Open fsicre opened 4 years ago
Are you asking for an example on how to use BM? Could you provide more info on the case, I am not sure I understand the 128x128 locations problem really well.
Thank you!
Are you asking for an example on how to use BM?
yes, exactly, on the use case of a Self Organizing Map of binary vectors.
Usually, SOM are used on integers or float vectors as you can see on these to pages : https://en.wikipedia.org/wiki/Self-organizing_map https://www.google.com/search?q=self+organizing+map&tbm=isch
In my case I need to do this kind of classification on sparse binary vectors.
BitMagic seems to be a very very good candidate for that.
The naïve SOM algorithm is very simple :
The map will progressively evolved and finally each vector to classify will have a best location identified and all similar vectors in the ~ 10 millions will also be associated to locations nearby on the map.

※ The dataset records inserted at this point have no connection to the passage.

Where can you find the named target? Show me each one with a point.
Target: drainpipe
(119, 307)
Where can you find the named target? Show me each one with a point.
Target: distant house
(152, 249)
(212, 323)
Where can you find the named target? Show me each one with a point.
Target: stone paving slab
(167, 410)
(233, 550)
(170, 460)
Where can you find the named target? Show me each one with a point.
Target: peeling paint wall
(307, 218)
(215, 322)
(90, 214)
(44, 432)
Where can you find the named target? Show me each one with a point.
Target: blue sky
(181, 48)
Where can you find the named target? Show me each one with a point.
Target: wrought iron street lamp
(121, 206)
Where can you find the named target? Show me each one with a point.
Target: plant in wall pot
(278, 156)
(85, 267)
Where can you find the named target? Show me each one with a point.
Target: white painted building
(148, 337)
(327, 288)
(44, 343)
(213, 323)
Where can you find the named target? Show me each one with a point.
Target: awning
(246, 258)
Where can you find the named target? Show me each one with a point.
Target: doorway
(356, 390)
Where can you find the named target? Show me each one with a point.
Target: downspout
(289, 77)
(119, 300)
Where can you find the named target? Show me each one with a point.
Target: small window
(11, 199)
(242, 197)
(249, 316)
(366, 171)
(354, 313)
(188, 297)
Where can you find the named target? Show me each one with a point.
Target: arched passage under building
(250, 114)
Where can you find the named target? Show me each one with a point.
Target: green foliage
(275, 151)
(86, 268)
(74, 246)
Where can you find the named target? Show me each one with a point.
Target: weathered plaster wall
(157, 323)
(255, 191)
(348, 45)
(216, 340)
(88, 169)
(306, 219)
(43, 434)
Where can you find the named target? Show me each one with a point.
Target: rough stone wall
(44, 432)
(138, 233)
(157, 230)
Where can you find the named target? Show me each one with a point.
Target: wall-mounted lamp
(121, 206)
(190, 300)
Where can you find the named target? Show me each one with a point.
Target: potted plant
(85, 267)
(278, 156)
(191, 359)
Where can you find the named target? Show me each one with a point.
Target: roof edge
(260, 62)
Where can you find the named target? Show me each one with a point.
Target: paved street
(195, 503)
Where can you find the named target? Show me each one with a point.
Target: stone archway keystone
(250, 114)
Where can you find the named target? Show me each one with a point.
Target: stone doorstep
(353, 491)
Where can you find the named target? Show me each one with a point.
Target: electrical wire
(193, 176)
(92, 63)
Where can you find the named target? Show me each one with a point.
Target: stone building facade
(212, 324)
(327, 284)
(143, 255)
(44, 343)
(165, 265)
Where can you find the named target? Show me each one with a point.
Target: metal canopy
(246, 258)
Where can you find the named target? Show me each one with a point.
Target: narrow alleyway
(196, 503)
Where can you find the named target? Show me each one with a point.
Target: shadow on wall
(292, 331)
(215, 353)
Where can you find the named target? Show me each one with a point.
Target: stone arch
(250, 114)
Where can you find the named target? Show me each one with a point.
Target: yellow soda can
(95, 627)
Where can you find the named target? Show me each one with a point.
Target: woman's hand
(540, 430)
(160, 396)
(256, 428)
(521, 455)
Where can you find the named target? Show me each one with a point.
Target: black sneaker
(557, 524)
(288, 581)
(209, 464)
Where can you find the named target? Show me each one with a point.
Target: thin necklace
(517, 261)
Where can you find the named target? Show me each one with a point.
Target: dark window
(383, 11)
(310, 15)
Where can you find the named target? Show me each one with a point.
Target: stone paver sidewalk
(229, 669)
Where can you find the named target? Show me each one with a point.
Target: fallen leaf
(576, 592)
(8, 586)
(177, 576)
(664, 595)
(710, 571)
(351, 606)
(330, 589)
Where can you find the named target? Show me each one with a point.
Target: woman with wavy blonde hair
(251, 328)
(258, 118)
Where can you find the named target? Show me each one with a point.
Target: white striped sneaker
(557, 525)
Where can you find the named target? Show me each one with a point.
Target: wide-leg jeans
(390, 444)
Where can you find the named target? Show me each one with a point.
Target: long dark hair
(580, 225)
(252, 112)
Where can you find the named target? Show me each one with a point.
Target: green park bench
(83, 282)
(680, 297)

Now imaging you have ~ 10 millions of extremely sparse binary vectors (same size ~ 1Mbits) and you want to place them on a 2D map of 128 x 128 locations. Hamming Distance can be used. The map will be a 2D matrix of binary vectors of ~ 1Mbits. The algorithm on the picture below will be used in order to "hack" the locations' vectors.
As you can see, a lot of vectors will be loaded in RAM, a lot of BV comparisons will be performed, a lot of hamming distance will be calculated, a lot of bit modification will be done, so the question is
how to correctly use BitMagic for best / maximum speed ? (32/64/128Go RAM available)
https://www.semanticscholar.org/paper/An-alternative-approach-for-binary-and-categorical-Santana-Morais/f1f079640218b72822911ef3dc7394765703d62a/figure/0 https://d3i71xaburhd42.cloudfront.net/f1f079640218b72822911ef3dc7394765703d62a/3-Figure1-1.png
Yes, i understand the problem. The closest example publicly available now is: https://github.com/tlk00/BitMagic/tree/master/samples/xsample07a
It creates binary fingerprints and implements primitive (but relatively fast) clusterization using similarity measure (COUNT_AND). Not quite well documented yet, but the code should be instructive as a use case for how to compute binary distances.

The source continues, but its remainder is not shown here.